Я признал, что сделало бы.
– Представьте себе: всякий раз, когда человек поступает дурно, гигантская рука хватает его и сечет кнутом до тех пор, пока он не потеряет сознание, – продолжала мисс Норткотт, сжимая в своей белой руке собачий хлыст и яростно размахивая им. – Это скорее заставит его вести себя подобающе, чем любые разглагольствования о морали.
– Право, Кейт, – сказал мой друг, – ты сегодня что-то очень свирепа.
– Вовсе нет, Джек, – рассмеялась она, – я просто предлагаю мистеру Армитеджу мою теорию для рассмотрения.
Затем они заговорили о своих эбердинширских воспоминаниях, а я стал наблюдать за миссис Мертон, все это время молчавшей. Она показалась мне очень странной пожилой леди. Внешность ее в первую очередь обращала на себя внимание полным отсутствием краски: волосы ее были белы как снег, лицо чрезвычайно бледно, губы бескровны. Даже глаза не оживляли этой картины, поскольку имели самый светлый из возможных оттенков голубого. Серое шелковое платье вполне гармонировало с общим впечатлением, производимым наружностью миссис Мертон. Выражение ее лица было странным: причины я тогда понять не мог. Вышивая какой-то старомодный узор, она размеренно двигала рукой, заставляя платье издавать сухое печальное шуршание, похожее на шелест осенней листвы. В этой женщине мне виделось что-то скорбное, наводящее тоску.

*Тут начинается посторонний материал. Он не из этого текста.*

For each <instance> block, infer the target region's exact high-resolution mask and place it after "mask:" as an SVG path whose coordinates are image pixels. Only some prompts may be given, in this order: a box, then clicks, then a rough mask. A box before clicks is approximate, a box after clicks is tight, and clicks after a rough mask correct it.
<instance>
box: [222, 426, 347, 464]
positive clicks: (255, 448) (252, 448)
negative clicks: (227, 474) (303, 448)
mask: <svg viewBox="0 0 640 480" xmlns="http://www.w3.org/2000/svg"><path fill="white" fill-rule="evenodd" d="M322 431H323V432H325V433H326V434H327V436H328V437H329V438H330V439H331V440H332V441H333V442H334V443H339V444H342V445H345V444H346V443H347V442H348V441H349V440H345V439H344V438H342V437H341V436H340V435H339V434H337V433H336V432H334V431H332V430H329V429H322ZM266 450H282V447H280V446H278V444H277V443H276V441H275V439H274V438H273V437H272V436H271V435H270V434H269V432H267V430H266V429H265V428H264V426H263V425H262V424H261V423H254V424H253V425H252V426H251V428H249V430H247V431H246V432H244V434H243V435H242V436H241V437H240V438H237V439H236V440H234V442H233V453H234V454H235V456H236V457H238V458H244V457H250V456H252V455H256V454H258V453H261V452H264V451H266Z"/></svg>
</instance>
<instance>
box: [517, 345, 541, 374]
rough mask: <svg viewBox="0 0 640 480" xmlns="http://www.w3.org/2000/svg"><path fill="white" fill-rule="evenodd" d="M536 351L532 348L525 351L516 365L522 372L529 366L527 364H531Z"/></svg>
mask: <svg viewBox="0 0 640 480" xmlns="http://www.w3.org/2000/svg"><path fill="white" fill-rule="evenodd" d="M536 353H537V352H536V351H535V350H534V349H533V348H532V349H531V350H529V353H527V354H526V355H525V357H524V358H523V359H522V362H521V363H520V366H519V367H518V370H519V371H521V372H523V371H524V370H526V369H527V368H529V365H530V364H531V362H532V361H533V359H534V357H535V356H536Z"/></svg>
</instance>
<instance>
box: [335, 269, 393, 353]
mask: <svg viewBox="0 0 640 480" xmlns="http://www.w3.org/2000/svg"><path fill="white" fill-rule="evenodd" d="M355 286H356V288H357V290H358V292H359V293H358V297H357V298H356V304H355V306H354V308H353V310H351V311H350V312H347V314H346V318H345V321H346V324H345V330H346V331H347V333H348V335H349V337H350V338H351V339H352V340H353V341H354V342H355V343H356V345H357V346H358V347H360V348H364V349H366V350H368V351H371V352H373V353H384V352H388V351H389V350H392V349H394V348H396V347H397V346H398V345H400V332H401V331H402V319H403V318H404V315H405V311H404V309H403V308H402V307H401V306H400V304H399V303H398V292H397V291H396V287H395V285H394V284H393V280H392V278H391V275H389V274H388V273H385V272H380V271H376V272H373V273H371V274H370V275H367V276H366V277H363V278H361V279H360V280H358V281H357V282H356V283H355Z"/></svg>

Я придвинул свой стул к ней поближе, чтобы спросить, нравится ли ей Эдинбург и давно ли она здесь, но когда заговорил, она вздрогнула и взглянула на меня испуганно. Тогда я понял, что все это время выражало ее лицо: страх, сильнейший всепоглощающий страх. Я мог бы поклясться собственной головой: женщина, сидевшая передо мной, пережила нечто ужасное.
– Да, мне здесь нравится, – произнесла она тихим боязливым голосом. – Мы здесь давно… то есть не очень. Мы много переезжаем.
Миссис Мертон говорила осторожно, словно боясь сказать лишнее.
– Вы, стало быть, местная? Уроженка Шотландии? – спросил я.